It’s tough to imagine breaking up a lazy Sydney morning with a day-trip to Morocco and then get home by bedtime, but Boom Supersonic founder Blake Scholl is aiming to make this happen.
His supersonic jet company is aiming for its new jet to begin flying this year, with an eventual goal of flying anywhere in the world in four hours for a measly $130.
This would mean a current marathon flight, such as the 17 hours and 25 minutes from Perth to London would become around 77% faster.
While this goal may still be a couple of generations off, Mr Scholl says the company’s prototyped commercial jet ‘Overture’, will begin flying in 2026 and be able to fly from New York to London in three hours and 15 minutes. Currently this flight is around seven to eight hours.
The company also claims it will be able to fly between Sydney and Los Angeles in eight hours and 30 minutes, shaving around five hours off current speeds.
Overture is designed to sit between 65 and 88 people and will fly over 500 different routes that will benefit from the jet’s outrageous speeds. The seats will be all business class, meaning you’ll sit in luxury as you cruise at 60,000ft.
While Overture is still a few years off, the company also plans to begin flying its XB-1 supersonic aircraft later this year, which you can see getting prepped for action here.
Mr Scholl wants his company to be transformative by making supersonic jets not only operate commercially, but also be affordable.
A French-British airliner Concorde which used to operate commercially, used to cost US$15,000 for a return trip, which Mr Scholl feels defeats the purpose.
“That’s not travel, that’s like a thing you might hope to do once in a lifetime,” Mr Scholl told to CNN.
“Versus where we want to get, which is anywhere in the world in four hours for 100 bucks.”
Mr Scholl continues about how these flight speeds can change the world: “It changes where we can vacation, changes where we can do business, changes who you can fall in love with or you can be close to.”
However, Mr Scholl concedes, “It’s going to take us time time to get there.”
“I find it helpful to think much further out and say, ‘where do we want to be in a decade or two?
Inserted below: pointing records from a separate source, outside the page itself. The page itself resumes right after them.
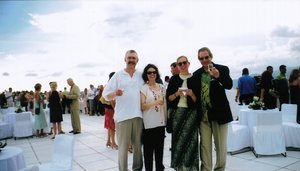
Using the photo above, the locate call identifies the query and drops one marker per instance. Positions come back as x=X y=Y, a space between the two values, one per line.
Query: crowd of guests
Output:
x=273 y=92
x=138 y=108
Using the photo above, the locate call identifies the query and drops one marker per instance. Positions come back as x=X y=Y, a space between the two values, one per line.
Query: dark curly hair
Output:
x=144 y=75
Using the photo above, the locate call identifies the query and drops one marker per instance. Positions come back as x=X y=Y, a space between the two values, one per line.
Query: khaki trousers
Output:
x=130 y=132
x=75 y=119
x=219 y=133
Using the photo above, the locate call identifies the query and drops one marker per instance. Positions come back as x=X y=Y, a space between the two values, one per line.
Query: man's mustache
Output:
x=131 y=62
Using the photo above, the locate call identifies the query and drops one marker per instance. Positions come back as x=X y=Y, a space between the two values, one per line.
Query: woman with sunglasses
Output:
x=185 y=123
x=154 y=118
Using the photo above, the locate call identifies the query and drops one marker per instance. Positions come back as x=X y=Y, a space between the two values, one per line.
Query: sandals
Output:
x=108 y=144
x=114 y=146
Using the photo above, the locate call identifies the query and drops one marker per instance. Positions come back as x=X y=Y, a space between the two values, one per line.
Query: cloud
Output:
x=31 y=75
x=284 y=32
x=86 y=65
x=56 y=74
x=5 y=74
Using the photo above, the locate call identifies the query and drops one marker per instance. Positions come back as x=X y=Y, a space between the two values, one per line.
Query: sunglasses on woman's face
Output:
x=151 y=72
x=202 y=58
x=182 y=63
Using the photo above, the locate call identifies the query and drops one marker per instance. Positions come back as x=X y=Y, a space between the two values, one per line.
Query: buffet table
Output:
x=11 y=159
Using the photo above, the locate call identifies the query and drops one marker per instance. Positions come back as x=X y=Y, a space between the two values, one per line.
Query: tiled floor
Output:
x=91 y=154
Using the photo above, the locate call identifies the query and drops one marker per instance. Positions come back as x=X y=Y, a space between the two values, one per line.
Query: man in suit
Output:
x=74 y=95
x=213 y=108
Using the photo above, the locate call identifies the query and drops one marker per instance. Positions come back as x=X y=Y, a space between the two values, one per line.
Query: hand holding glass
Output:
x=210 y=67
x=119 y=92
x=160 y=99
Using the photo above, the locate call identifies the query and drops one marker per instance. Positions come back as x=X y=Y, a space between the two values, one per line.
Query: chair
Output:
x=5 y=130
x=23 y=126
x=268 y=137
x=238 y=139
x=291 y=128
x=62 y=154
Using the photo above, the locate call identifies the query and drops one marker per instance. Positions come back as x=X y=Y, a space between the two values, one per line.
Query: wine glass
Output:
x=210 y=66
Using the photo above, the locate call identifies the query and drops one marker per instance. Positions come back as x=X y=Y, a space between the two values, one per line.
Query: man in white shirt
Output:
x=125 y=87
x=91 y=95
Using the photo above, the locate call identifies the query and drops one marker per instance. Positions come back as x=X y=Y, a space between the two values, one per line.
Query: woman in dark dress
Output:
x=266 y=84
x=55 y=110
x=185 y=122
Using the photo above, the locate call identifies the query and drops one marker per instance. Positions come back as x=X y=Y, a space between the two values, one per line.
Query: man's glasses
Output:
x=205 y=57
x=151 y=72
x=182 y=63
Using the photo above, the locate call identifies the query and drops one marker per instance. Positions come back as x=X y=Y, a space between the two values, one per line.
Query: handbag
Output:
x=170 y=116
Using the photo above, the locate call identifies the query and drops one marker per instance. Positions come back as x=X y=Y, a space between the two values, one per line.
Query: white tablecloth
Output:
x=7 y=110
x=249 y=117
x=11 y=159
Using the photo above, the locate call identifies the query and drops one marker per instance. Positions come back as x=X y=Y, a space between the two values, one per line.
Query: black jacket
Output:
x=220 y=110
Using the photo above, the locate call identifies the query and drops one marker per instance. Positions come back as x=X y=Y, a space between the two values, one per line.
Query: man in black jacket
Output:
x=213 y=108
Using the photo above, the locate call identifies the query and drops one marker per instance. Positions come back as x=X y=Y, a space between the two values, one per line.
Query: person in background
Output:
x=281 y=85
x=214 y=110
x=64 y=102
x=84 y=101
x=185 y=122
x=125 y=88
x=74 y=95
x=174 y=68
x=246 y=88
x=3 y=101
x=40 y=118
x=154 y=118
x=294 y=83
x=55 y=110
x=109 y=122
x=266 y=84
x=30 y=98
x=9 y=97
x=166 y=82
x=97 y=102
x=91 y=96
x=24 y=100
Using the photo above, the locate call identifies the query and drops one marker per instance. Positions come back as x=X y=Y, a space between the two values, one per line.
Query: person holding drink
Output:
x=154 y=117
x=213 y=108
x=182 y=109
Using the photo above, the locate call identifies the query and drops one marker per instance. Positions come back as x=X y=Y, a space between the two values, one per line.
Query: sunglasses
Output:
x=182 y=63
x=151 y=72
x=205 y=57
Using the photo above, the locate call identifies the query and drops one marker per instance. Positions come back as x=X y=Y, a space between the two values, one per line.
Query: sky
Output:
x=43 y=41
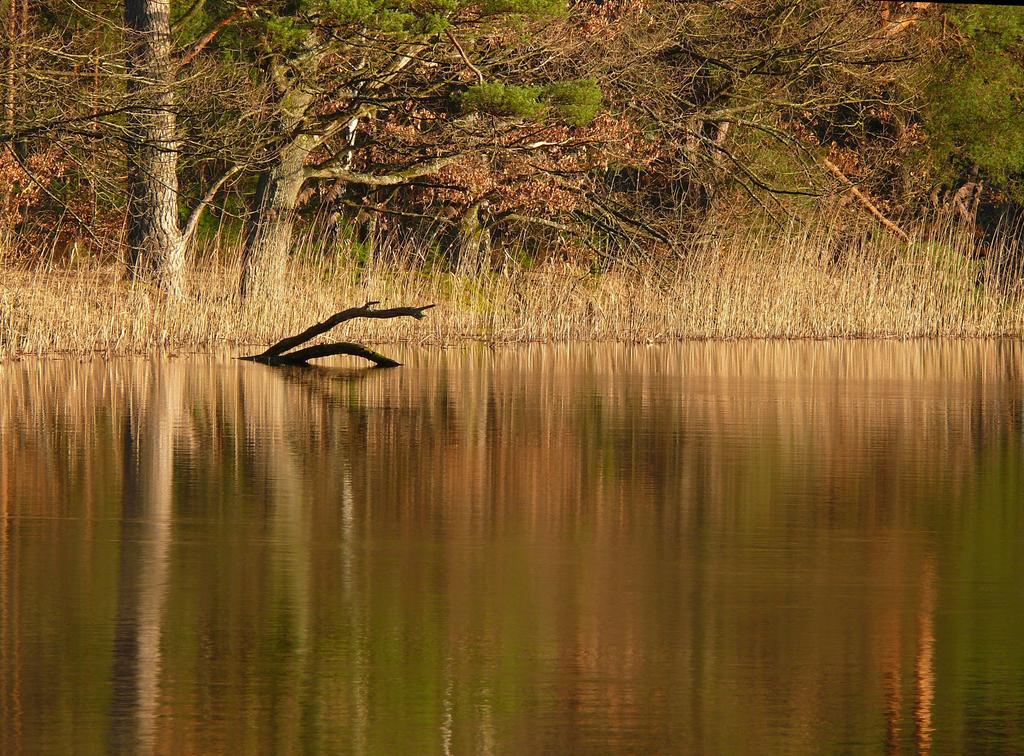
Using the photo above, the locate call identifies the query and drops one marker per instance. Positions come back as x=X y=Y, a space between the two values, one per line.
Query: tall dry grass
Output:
x=808 y=282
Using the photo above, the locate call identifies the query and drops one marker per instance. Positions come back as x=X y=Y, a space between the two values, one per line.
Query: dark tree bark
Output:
x=281 y=354
x=155 y=249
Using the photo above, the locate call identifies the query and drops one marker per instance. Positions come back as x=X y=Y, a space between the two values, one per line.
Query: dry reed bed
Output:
x=799 y=285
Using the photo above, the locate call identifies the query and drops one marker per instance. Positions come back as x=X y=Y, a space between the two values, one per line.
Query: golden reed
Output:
x=808 y=282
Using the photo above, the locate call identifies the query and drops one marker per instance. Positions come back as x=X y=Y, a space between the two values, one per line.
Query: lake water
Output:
x=700 y=548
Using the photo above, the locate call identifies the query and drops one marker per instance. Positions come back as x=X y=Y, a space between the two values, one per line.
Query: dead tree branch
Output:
x=280 y=353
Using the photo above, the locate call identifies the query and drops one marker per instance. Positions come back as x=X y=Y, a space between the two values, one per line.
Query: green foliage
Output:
x=974 y=108
x=576 y=102
x=530 y=8
x=507 y=100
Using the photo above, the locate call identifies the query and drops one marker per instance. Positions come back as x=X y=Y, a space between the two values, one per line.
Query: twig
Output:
x=862 y=199
x=279 y=353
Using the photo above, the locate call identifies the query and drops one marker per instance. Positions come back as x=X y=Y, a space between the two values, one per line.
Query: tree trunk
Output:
x=155 y=249
x=269 y=233
x=474 y=241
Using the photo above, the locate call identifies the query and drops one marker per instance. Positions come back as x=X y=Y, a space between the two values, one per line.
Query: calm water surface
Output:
x=714 y=548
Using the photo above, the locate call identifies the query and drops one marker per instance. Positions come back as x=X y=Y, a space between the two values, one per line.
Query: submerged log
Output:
x=281 y=353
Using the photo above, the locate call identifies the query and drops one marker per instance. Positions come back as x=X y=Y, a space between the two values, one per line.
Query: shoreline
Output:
x=761 y=289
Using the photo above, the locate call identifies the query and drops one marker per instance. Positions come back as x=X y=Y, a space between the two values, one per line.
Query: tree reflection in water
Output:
x=702 y=547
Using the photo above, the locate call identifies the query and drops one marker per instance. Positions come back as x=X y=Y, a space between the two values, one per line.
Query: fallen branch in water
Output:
x=279 y=353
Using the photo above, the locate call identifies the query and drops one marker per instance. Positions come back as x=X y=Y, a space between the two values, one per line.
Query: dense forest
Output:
x=581 y=128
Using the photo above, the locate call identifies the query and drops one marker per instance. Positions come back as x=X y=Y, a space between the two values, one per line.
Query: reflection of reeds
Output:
x=681 y=543
x=804 y=283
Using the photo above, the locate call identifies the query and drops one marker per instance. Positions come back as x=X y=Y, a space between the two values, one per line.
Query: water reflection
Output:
x=705 y=547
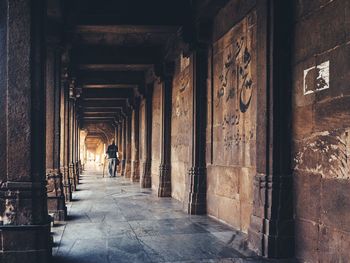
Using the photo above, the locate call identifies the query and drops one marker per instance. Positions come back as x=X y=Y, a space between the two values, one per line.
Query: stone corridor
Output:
x=113 y=220
x=230 y=111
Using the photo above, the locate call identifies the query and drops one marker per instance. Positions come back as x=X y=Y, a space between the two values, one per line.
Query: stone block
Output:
x=306 y=239
x=307 y=196
x=228 y=182
x=246 y=180
x=335 y=204
x=332 y=114
x=329 y=244
x=324 y=153
x=314 y=35
x=305 y=7
x=246 y=212
x=303 y=122
x=229 y=211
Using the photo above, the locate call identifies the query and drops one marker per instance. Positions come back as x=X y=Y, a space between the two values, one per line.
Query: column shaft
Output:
x=124 y=147
x=128 y=146
x=24 y=222
x=164 y=189
x=146 y=171
x=135 y=166
x=197 y=172
x=56 y=200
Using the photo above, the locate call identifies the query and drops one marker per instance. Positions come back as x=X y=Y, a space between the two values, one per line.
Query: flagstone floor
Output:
x=114 y=220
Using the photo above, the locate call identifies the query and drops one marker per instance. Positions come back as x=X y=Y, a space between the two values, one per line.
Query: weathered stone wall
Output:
x=156 y=133
x=142 y=131
x=321 y=125
x=181 y=127
x=231 y=131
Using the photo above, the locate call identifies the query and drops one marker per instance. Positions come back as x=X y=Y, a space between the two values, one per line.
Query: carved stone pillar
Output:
x=55 y=196
x=71 y=138
x=146 y=171
x=135 y=165
x=197 y=173
x=164 y=189
x=128 y=147
x=271 y=231
x=66 y=141
x=123 y=161
x=120 y=145
x=24 y=221
x=76 y=144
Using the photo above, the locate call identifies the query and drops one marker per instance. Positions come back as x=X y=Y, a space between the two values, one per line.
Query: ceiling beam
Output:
x=125 y=29
x=119 y=55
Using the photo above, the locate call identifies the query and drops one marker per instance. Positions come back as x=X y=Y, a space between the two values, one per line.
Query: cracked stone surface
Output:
x=114 y=220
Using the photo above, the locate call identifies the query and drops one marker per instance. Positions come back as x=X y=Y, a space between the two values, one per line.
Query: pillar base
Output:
x=197 y=201
x=57 y=207
x=271 y=246
x=30 y=244
x=66 y=184
x=146 y=179
x=128 y=169
x=72 y=177
x=77 y=172
x=135 y=171
x=271 y=230
x=123 y=162
x=164 y=189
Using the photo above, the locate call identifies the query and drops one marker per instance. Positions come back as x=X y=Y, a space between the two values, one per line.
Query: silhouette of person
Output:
x=112 y=155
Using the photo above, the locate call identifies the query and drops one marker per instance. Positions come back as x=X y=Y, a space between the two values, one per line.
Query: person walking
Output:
x=112 y=155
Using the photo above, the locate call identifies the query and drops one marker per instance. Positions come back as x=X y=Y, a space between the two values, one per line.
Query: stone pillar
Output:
x=55 y=197
x=164 y=189
x=146 y=171
x=120 y=145
x=66 y=142
x=24 y=221
x=128 y=146
x=197 y=172
x=71 y=137
x=76 y=144
x=123 y=162
x=271 y=231
x=135 y=165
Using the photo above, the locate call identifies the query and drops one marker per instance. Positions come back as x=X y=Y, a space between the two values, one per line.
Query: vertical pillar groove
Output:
x=146 y=173
x=124 y=146
x=128 y=146
x=135 y=166
x=71 y=144
x=120 y=145
x=23 y=202
x=55 y=193
x=271 y=231
x=197 y=172
x=164 y=189
x=67 y=147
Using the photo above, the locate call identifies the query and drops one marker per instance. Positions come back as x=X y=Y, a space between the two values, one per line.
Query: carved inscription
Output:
x=234 y=89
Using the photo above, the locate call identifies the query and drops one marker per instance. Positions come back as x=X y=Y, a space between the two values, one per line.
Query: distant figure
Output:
x=112 y=155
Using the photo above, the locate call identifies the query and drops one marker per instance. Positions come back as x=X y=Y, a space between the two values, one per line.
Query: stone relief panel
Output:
x=142 y=130
x=234 y=96
x=156 y=132
x=181 y=131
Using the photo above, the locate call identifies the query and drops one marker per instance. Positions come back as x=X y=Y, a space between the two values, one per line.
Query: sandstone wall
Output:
x=231 y=131
x=321 y=126
x=142 y=132
x=156 y=134
x=181 y=128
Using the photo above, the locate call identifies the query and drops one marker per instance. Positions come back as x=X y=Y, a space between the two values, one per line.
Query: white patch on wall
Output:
x=184 y=62
x=316 y=78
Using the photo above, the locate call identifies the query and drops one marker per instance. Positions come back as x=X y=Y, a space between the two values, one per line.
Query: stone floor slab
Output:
x=114 y=220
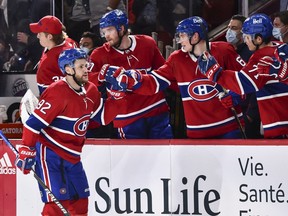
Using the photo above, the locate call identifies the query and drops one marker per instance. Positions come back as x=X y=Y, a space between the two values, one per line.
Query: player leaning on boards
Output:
x=272 y=95
x=55 y=134
x=146 y=116
x=204 y=114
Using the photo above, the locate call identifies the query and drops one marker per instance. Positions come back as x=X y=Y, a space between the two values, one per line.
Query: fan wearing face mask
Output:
x=235 y=37
x=249 y=106
x=280 y=26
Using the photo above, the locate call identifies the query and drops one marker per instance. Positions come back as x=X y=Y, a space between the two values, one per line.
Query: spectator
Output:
x=4 y=53
x=149 y=117
x=27 y=51
x=280 y=26
x=204 y=114
x=271 y=94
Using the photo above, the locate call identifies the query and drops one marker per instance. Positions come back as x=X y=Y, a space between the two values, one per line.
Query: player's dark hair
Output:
x=239 y=17
x=95 y=40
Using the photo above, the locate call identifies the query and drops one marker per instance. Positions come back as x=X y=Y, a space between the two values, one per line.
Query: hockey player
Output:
x=55 y=134
x=204 y=114
x=271 y=94
x=52 y=38
x=146 y=116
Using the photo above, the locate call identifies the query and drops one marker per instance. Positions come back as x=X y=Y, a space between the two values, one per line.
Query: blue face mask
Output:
x=231 y=36
x=277 y=33
x=85 y=49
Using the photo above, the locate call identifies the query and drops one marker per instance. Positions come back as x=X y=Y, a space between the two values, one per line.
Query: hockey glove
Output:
x=209 y=67
x=268 y=66
x=116 y=94
x=25 y=160
x=109 y=73
x=229 y=99
x=130 y=80
x=281 y=54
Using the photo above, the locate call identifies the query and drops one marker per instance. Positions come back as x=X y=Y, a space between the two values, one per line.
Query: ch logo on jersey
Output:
x=202 y=90
x=81 y=125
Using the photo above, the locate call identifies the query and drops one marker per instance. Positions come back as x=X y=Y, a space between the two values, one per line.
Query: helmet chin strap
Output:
x=120 y=40
x=257 y=45
x=74 y=78
x=193 y=47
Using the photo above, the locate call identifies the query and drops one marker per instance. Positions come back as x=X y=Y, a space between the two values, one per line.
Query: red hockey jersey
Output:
x=62 y=116
x=272 y=96
x=204 y=114
x=143 y=55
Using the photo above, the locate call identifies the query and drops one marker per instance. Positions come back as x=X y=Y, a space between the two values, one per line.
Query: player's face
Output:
x=183 y=39
x=86 y=42
x=248 y=40
x=43 y=39
x=81 y=70
x=278 y=24
x=111 y=35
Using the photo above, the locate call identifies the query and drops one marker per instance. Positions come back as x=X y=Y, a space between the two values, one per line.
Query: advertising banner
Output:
x=180 y=179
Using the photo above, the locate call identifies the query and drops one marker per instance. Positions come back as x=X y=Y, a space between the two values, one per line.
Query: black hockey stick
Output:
x=47 y=190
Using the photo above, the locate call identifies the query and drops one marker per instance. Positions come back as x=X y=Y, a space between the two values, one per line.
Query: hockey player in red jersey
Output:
x=55 y=134
x=146 y=116
x=271 y=94
x=204 y=114
x=51 y=37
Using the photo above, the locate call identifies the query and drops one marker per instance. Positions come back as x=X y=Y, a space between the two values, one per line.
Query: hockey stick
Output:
x=47 y=190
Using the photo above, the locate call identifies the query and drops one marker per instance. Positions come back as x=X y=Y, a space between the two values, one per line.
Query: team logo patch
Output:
x=81 y=125
x=202 y=90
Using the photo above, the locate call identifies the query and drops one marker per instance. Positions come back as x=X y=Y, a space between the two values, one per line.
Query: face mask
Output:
x=231 y=36
x=85 y=49
x=277 y=33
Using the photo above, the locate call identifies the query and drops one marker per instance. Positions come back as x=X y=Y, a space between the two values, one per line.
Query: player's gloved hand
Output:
x=268 y=66
x=109 y=73
x=130 y=79
x=209 y=66
x=25 y=159
x=116 y=94
x=230 y=99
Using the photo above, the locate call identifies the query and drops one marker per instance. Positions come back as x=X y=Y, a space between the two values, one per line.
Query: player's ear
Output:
x=69 y=70
x=122 y=31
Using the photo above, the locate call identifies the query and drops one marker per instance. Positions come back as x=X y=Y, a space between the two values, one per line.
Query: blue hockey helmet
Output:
x=69 y=56
x=115 y=18
x=191 y=25
x=258 y=24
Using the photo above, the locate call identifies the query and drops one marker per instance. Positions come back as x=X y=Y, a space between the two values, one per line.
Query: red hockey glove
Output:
x=25 y=160
x=229 y=99
x=109 y=73
x=209 y=67
x=116 y=94
x=281 y=54
x=268 y=66
x=130 y=80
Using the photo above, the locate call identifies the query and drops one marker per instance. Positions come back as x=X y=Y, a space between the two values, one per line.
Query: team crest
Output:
x=81 y=125
x=202 y=90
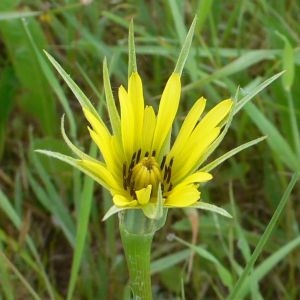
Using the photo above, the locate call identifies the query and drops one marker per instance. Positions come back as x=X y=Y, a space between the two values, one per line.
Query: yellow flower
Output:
x=138 y=160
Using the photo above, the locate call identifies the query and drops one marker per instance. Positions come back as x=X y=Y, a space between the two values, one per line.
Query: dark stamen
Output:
x=169 y=175
x=124 y=170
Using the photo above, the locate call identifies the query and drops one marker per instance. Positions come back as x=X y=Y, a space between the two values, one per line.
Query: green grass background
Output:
x=53 y=244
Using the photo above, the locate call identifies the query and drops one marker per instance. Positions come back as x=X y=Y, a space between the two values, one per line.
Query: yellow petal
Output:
x=148 y=128
x=105 y=146
x=143 y=195
x=182 y=196
x=122 y=201
x=187 y=161
x=188 y=126
x=197 y=177
x=167 y=110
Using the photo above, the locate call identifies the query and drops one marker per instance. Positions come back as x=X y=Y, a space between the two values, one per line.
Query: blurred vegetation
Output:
x=237 y=46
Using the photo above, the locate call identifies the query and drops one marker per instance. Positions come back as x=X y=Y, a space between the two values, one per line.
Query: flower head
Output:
x=139 y=165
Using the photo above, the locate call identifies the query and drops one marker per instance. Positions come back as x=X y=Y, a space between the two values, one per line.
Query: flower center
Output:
x=146 y=172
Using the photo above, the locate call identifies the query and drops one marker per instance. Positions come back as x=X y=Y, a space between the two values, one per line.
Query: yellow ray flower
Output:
x=139 y=165
x=143 y=164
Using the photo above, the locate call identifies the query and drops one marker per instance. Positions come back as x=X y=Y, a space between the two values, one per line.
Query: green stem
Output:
x=137 y=249
x=137 y=233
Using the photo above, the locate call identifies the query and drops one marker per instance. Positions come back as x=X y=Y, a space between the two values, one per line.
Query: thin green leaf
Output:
x=288 y=63
x=73 y=162
x=225 y=275
x=276 y=141
x=269 y=263
x=86 y=198
x=21 y=277
x=230 y=153
x=112 y=210
x=110 y=101
x=132 y=67
x=78 y=93
x=185 y=49
x=264 y=238
x=9 y=15
x=52 y=80
x=241 y=103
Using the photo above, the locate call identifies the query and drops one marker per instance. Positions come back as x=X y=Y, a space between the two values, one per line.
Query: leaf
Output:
x=212 y=208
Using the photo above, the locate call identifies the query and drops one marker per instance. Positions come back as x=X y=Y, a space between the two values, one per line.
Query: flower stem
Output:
x=137 y=233
x=137 y=249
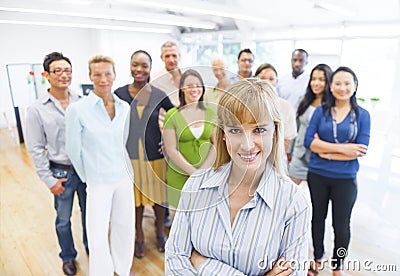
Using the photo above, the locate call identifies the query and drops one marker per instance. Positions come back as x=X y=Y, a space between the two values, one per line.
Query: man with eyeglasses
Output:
x=245 y=62
x=45 y=129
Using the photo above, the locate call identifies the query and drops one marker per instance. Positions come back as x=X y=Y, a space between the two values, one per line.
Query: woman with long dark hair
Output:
x=143 y=146
x=316 y=93
x=338 y=134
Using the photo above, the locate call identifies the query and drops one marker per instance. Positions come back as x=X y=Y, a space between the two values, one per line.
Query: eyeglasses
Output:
x=60 y=71
x=247 y=59
x=107 y=75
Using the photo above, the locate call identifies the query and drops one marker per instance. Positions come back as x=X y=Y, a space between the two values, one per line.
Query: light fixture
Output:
x=210 y=9
x=88 y=26
x=333 y=8
x=166 y=20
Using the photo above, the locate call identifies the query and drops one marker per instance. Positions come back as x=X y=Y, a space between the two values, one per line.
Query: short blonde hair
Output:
x=99 y=59
x=250 y=101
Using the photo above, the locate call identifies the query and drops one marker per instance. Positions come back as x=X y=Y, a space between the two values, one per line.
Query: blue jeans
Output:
x=63 y=205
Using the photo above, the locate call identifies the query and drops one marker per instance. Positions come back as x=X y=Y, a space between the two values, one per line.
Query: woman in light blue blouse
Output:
x=244 y=214
x=96 y=134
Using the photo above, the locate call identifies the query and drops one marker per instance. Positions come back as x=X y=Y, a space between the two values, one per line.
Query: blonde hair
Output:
x=250 y=101
x=99 y=59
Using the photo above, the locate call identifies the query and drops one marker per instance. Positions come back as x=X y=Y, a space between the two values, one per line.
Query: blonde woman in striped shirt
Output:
x=244 y=214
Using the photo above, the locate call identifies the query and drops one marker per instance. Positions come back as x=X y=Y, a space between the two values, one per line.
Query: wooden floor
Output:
x=28 y=243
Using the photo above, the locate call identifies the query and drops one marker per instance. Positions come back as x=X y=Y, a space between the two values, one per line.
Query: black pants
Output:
x=343 y=194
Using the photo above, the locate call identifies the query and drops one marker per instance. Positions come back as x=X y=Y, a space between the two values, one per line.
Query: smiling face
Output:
x=170 y=56
x=140 y=67
x=56 y=80
x=192 y=89
x=318 y=82
x=102 y=75
x=245 y=63
x=218 y=68
x=299 y=62
x=343 y=86
x=249 y=144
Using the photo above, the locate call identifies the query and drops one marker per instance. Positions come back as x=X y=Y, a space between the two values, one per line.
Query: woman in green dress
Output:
x=187 y=134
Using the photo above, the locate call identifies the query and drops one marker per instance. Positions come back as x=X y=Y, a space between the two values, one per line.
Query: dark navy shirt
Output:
x=322 y=125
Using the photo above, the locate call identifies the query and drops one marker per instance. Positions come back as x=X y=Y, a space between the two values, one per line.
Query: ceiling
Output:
x=194 y=16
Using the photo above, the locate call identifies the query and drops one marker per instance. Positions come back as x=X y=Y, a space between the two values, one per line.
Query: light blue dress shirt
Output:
x=95 y=144
x=274 y=223
x=45 y=135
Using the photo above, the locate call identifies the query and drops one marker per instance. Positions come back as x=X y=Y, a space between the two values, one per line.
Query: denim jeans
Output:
x=63 y=204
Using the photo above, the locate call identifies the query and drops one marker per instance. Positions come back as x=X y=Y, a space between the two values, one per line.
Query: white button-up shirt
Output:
x=274 y=223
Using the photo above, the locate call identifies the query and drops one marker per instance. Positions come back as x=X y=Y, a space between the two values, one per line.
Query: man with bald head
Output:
x=292 y=87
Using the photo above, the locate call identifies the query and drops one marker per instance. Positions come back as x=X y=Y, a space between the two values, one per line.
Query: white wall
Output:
x=29 y=44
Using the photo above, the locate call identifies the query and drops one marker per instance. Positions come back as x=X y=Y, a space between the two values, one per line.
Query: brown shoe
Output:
x=69 y=268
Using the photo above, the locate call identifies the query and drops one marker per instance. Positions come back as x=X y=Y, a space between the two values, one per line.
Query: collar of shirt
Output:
x=266 y=189
x=93 y=99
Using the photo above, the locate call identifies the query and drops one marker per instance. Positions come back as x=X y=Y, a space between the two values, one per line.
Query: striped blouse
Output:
x=274 y=223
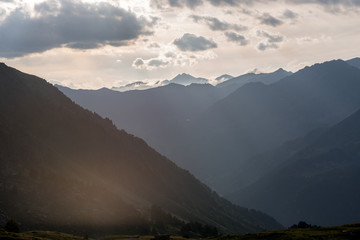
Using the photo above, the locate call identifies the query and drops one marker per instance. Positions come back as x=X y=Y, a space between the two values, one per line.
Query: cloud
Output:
x=138 y=63
x=195 y=3
x=267 y=19
x=70 y=24
x=176 y=3
x=328 y=2
x=193 y=43
x=153 y=45
x=265 y=46
x=289 y=14
x=271 y=38
x=217 y=25
x=150 y=64
x=239 y=39
x=331 y=6
x=271 y=41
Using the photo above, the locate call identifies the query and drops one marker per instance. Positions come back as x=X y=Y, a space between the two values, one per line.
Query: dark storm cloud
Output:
x=217 y=25
x=239 y=39
x=193 y=43
x=71 y=24
x=267 y=19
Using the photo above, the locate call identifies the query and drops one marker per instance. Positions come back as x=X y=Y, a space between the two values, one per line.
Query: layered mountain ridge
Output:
x=63 y=166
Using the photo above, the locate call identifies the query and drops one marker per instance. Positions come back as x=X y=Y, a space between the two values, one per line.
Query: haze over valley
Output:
x=179 y=119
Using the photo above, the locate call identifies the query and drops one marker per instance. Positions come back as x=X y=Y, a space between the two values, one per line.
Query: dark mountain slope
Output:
x=186 y=79
x=354 y=62
x=63 y=166
x=158 y=115
x=319 y=184
x=256 y=118
x=267 y=78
And what’s possible at that timescale?’, then you work backwards and say, ‘how do we get there?’.
Also important to Mr Scholl is sustainability, with Boom Supersonic aiming to create a ‘carbon neutral’ plane.
“What you’re basically doing is sucking carbon out of the atmosphere, liquefying it into the jet fuel, then you put that in the aeroplane,” explains Mr Scholl.
“So when it goes out the back of the aeroplane. You’re just moving carbon around in a circle.”